\(1.08 \mathrm{~g}\) of copper wire was allowed to react with nitric acid. The resulting solution was dried and ignited when \(1.35 \mathrm{~g}\) of copper oxide was obtained. In another experiment \(2.30 \mathrm{~g}\) of copper oxide was heated in presence of hydrogen yielding \(1.84 \mathrm{~g}\) of copper. Show that the above data are in accordance with law of constant proportion.

Chemical reactions are fundamental processes by which substances interact to form new products. Each reaction involves a rearrangement of atoms and a change in the way they are bonded together. In the context of our exercise, copper reacts with nitric acid to form copper oxide, showcasing how elements combine to create compounds with different properties.

To further understand chemical reactions, it's key to note that they are governed by laws. An important law in this context is the Law of Conservation of Mass, which states that mass is neither created nor destroyed in a closed system. Moreover, reactions follow stoichiometry, an area of chemistry that quantifies the relationship between reactants and products.

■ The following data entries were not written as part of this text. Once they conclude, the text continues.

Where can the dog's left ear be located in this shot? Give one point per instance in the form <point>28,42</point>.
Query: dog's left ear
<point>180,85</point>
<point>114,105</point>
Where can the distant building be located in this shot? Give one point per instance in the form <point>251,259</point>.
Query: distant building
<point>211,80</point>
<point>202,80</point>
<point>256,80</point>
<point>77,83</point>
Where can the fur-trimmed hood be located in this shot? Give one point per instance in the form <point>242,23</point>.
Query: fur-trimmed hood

Stoichiometry refers to the calculation of reactants and products in chemical reactions. It is a vital concept in chemistry, for it allows us to predict the amounts of substances consumed and produced in any given reaction. In our exercise, stoichiometry is used to calculate the mass of oxygen that reacts with a known mass of copper to form copper oxide.

To perform stoichiometric calculations, it is necessary to know the balanced equation for the chemical reaction and to apply the Law of Constant Proportion. This law states that no matter the size of the sample, a chemical compound always contains the same elements in the same proportion by mass. The calculation steps in the provided solution align with these stoichiometric principles.

Experimental verification is key in confirming the validity of chemical laws. The Law of Constant Proportion can be confirmed through experiments that measure the mass of reactants and products, as conducted in the provided exercise. By analyzing two separate experiments of copper and oxygen combining to form copper oxide and verifying that the ratio of the masses of copper to oxygen remains constant, we support the law's statement.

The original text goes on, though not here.